Beyond the complex payments backend one of the things that Apple really got right with Apple Pay was the ability to hold the iPhone over an NFC terminal and execute the payment without opening an app. Google has exactly duplicated this in Android Pay — except for fingerprint authentication, which will come with Android M.

The old Google Wallet in-store payment experience required users to launch an app before initiating payment. While this doesn’t seem like a big deal in the abstract in practice it was and didn’t make paying with Google Wallet much easier than swiping a plastic card. Not needing to launch an app makes a world of difference.

As reported, Google Wallet will survive as a peer-to-peer payments tool. As an aside, it’s interesting that Google didn’t call Android Pay “Google Pay,” which would have given it some continuity with Google Wallet. However Android Pay is positioned as an “open platform,” so the Android brand is more consistent with that notion.
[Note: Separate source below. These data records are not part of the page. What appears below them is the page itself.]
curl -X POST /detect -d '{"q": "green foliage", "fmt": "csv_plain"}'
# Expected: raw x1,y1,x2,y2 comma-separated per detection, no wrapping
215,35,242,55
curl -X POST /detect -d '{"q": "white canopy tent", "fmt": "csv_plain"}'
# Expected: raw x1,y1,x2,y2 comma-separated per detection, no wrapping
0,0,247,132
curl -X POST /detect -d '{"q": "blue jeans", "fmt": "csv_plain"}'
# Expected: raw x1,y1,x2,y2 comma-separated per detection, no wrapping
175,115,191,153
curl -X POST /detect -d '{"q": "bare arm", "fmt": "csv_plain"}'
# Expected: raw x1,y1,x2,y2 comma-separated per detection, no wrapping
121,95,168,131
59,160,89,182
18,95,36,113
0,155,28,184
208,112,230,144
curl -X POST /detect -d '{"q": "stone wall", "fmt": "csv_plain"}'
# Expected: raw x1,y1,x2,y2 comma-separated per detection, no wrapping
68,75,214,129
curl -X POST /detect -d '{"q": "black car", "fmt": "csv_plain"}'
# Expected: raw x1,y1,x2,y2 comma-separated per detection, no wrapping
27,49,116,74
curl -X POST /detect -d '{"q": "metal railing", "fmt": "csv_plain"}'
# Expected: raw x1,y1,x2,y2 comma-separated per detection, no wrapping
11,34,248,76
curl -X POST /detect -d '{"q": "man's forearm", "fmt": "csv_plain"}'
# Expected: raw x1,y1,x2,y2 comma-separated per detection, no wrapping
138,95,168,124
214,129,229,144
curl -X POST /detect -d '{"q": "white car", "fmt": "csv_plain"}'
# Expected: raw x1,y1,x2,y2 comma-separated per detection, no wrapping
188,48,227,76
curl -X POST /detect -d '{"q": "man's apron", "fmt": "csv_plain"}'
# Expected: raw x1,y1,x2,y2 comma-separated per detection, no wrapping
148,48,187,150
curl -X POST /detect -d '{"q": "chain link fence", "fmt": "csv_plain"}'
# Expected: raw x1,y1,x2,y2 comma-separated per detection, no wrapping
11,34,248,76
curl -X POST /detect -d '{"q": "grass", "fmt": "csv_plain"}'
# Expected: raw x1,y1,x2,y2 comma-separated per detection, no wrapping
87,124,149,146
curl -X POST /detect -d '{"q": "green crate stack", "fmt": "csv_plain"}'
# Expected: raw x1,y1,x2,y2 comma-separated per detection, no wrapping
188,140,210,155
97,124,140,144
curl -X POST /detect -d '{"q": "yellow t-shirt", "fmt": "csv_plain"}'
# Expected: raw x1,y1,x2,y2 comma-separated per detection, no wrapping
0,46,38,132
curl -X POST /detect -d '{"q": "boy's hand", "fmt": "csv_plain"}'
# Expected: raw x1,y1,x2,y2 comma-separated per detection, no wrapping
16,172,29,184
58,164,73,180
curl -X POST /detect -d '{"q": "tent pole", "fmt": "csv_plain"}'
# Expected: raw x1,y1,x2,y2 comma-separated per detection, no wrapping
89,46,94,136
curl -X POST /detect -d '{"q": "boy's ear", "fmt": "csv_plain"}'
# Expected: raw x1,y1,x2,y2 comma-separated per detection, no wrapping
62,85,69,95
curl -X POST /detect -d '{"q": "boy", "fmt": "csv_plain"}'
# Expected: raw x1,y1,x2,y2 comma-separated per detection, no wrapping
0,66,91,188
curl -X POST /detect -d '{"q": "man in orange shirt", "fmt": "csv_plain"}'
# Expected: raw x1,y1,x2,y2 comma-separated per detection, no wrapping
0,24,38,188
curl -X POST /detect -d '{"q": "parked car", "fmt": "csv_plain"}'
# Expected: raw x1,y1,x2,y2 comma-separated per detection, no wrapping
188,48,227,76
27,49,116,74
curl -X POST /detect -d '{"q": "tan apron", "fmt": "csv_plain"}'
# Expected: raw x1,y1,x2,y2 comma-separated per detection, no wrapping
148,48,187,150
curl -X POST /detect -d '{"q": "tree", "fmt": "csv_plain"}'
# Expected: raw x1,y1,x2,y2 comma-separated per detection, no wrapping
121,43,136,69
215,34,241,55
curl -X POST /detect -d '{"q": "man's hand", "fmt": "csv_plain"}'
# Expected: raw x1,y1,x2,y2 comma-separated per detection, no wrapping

Following Google’s earlier Softcard acquisition, the company has cleared the way to have Android Pay pre-loaded on US Android handsets. As long as the carriers maintained the fantasy that they were going to play in mobile payments — Softcard was a carrier joint venture — they blocked Google Wallet. Given the acquisition, Android Pay will be on new AT&T, Verizon and T-Mobile Android smartphones. It will work with Visa, AmEx and Discover and NFC terminals in stores.

Like Apple Pay it will also support in-app purchases.

Android leader Samsung bought a company called LoopPay that offers a technology that doesn’t require NFC to work with existing in-store POS systems. The company will be rolling that out in addition to fingerprint authentication on its new devices.

Samsung bought LoopPay to compete with Apple. But it’s really competing with Google. Accordingly I’m going to predict that Android Pay will overwhelm Samsung Pay because of its platform level integration and in-app payments, which developers are likely to adopt quickly and widely.

While most financial analysts are focused on the in-store dimension of these payments tools the real action in the near term is with in-app payments, which will take off quickly for both e-commerce and offline transactions (think Uber). The fact that Apple Pay and Android Pay offer nearly identical functionality — and the fact that Apple and its partners have educated the market — will help Android Pay gain rapid adoption and advance the market as a whole.